本県の茶の価格は、以前に比べて大幅に下落している状況である。茶生産農家が経営を継続するためには、生産者の収益確保につながるような取り組みや、新たな需要が見込まれる分野への取り組みなどが重要である。そこで、ユネスコの無形文化遺産に選定された和食にお茶も含めての切り口とした世界に向けた情報発信、国際スポーツ大会における外国人来訪者へのお茶のPRや、アジアでの抹茶お菓子ブームを追い風として、加工原料用としても需要が高まっている抹茶について、消費者が求める特徴のある抹茶をつくることができれば、付加価値もつくのではないかと提案する。ついては、今後の茶生産者の収益確保をどのように図っていくのか。また、新たな需要拡大の取り組みについて、農林水産部長に尋ねる。
(農林水産部長):
生産者の収益確保については、主要産地の中核的な担い手農家40戸を対象として、県とJAの指導員による重点的な技術指導に取り組むほか、茶スペシャリストによる現地指導を導入して、消費者が求めるお茶づくりに取り組む。
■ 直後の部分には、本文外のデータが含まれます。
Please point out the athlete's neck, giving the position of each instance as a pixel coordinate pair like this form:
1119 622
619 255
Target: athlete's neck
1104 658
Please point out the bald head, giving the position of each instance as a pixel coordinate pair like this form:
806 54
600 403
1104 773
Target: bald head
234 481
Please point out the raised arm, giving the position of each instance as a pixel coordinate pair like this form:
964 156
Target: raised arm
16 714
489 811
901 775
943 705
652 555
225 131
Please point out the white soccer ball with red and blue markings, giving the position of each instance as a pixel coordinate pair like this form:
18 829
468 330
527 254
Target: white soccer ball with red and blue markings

また、JA経済連にコーディネーターを配置し、県内外の茶商とのきめ細かな取引を可能とする仲卸機能の強化を図ってまいる。お茶のPRについては、東京オリンピック・パラリンピック組織委員会や国に対し、選手村や競技会場におけるお茶の提供、日本茶の体験の実施を要望した。今後、本県で開催されるラグビーワールドカップ、女子ハンドボール世界選手権大会においても、関係者と連携し、くまもと茶のPRに取り組む。抹茶の生産については、関係団体や生産者と十分に協議をしながら、可能性を探ってまいる。
  • (1)住民の避難への対応
  • (2)土砂災害警戒区域の指定
  • (3)土砂災害危険住宅移転促進事業
6月10日から11日にかけての大雨では、31万人を対象に避難勧告等が出されたが、実際の避難者は約300人である。避難勧告等対象者数と実際の避難者数に相当の開きがあるが、避難勧告の発令と住民避難のあり方について、どのように考えているか。また、土砂災害警戒区域等にある避難所に避難することは危険であるが、土砂災害警戒区域とまだ指定されていない危険箇所に避難所が現在どれぐらいあるのか、その対策をどう考えているのか、知事公室長に尋ねる。次に、土砂災害警戒区域の指定について、区域指定が進まない背景には、予算確保が難しいこと、住民への説明に時間がかかることなどが挙げられているが、土砂災害警戒区域指定の進捗状況及び指定完了に向けての今後の取り組みと土砂災害危険住宅移転促進事業に関する対象件数の予測、住宅の移転による地域への影響および土砂災害ハード対策への影響の有無について、土木部長に尋ねる。

(知事公室長):
勧告の発令と避難者数との開きの原因として、市町村が最悪の事態を想定して、より安全を考慮した避難勧告等が行われたことやまだ大丈夫といった住民自身の意識などが挙げられる。このため、より適切な避難等のあり方について、今後市町村と研究してまいる。また、市町村が指定している避難所は、昨年8月末現在、土砂災害警戒区域内で61カ所、うち特別警戒区域内には7カ所ある。さらに、今後、土砂災害警戒区域への指定が想定される箇所に102カ所ある状況。山間部が多い市町村などでは、土砂災害危険箇所内の施設以外に避難所となり得るような施設がない場合もあり、そのような地域では、公民館などの公共施設の新設、改修等を行う際には、避難所としても使用可能となるような整備や既存避難所への擁壁の設置などを働きかけてまいる。

(土木部長):
土砂災害警戒区域の指定区域数は約1万9,000区域あり、その指定率は5月末現在約53%である。来年度までに残りの約9,000区域の指定完了を目指し、執行体制の強化に努める。土砂災害危険住宅移転促進事業の対象住宅数は、最終的には2万戸程度になると予測している。地域への影響については、市町村が同一市町村内や近隣の安全な場所への移転を促すこともできることから、必ずしも人口流出にはつながらないと考える。ハード対策については、住宅移転が進めば、ハード対策が必要な区域の減少につながり、より集中的にハード対策を進めることが可能となる。